Wunderbar, wie die Illustratorin Kunert in einer Art Vorwort das Kommende karikiert: Ein kleiner fliegender Teufel mit sehr langem Schwanz mit einer Pfeilspitze am Ende bemerkt, was gleich passieren wird: Abrupter Stopp ist angesagt! Herrlich, dieser Augen-Blick des Teufels, der damit unfreiwillig den Moment gegen Ende der Geschichte beschreibt, als Oberon nach all den Verwirrungen beschließt, alles wieder in Ordnung zu bringen, nachdem doch so viel Chaos zwischen den Personen entstanden war.
Drei Gruppen bestimmen die Geschichte: Da gibt es zunächst die Athener. Der Herzog will heiraten, zwei weitere Paare wollen auch heiraten; bei denen ist es aber nicht so ganz geregelt, denn zwischen der Liebe steht der Wille der Väter. Die zweite Gruppe ist die der Elfen. Oberon möchte – und das ist wohl kein heikler Punkt im antiken Griechenland aber sehr wohl im heutigen Deutschland – den kleinen griechischen Knaben seiner Frau für sich haben (Dazu mehr zum Schluss dieser Rezension.) Also versucht er durch Puck die Situation für sich zu gestalten. Die dritte Gruppe dient der Verwirrung und der Komödie. Es ist eine Laien-Theatergruppe einiger Handwerker, die ein Theaterstück für die erste Gruppe einstudieren – und die der Illustratorin Kunert mehrfach dienen.

Die spielt nämlich damit, dass eine Puppe eine andere an den Fäden zieht, und dass im Wald Theatervorhänge hängen oder gar (zum Schluss) zugezogen werden können. Die Kobolde und Feen sind es, die die puppig gestalteten Menschen an den gar nicht straffen Fäden ziehen, sie loslassen, in den Verwirrungen verknoten. Erst zum Schluss verschwinden die Fäden, kehren die Handelnden zu Menschen in ihrer Situation zurück. Dafür gerät die Umwelt in Unordnung: Dunkle Fenster in den Zypressen, überall schlaue Eulen, die ihr Wissen bekanntermaßen nach Athen tragen, wo der Kern dieser Sommernacht liegt. - Zu den Illustrationen im Einzelnen ließe sich trefflich Vieles noch hinzufügen.

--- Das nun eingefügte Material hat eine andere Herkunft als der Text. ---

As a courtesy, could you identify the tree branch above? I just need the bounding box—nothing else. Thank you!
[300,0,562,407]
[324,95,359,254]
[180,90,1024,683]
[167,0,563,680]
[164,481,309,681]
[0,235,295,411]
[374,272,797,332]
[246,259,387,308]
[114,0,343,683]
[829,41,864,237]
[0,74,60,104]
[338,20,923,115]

Zum Text muss bemängelt werden, dass er – im Gegensatz zu anderen Büchern der Autorin Kindermann – nicht nur sehr ausladend ist, sondern auch die Sprachform imitiert. Beide sind für viele Kinder schwer nachvollziehbar. Worte wie „trefflich“ (in dieser Rezension verwendet) sind nicht Allgemeingut. Griechische Mythologie darf man auch nicht voraussetzen, griechische Lebensweise erst recht nicht. Von daher war die Auswahl, den Sommernachtstraum von Shakespeare in die wohlfeile Reihe zu setzen, nicht eben glücklich.

Dazu kommt meine Meinung zu Oberons Libido bezüglich des jungen Griechen, der bei seiner Frau Unterschlupf fand und den er nun begehrt: Nein, so weit darf Werkstreue nicht führen. Kindesmissbrauch ist auch nicht unter dem Aspekt „Zitat“ akzeptabel. Ob man also Theaterstücke oder Literatur mit solch (peripheren) Inhalt überhaupt noch öffentlich machen darf – oder ihnen bei Verbreitung einen deutlichen Hinweis geben muss, wird hier nicht problematisiert. Ja, wir Erwachsenen wissen (eventuell) ob der griechischen Lebensweise, die auch sehr viele Vorteile für alle Beteiligte brachte. Aber für heutige Augen und Ohren und Gehirne muss man das anders gestalten.

Tolle Bilder, sehr gut umgesetzter Shakespeare, aber … (siehe oben).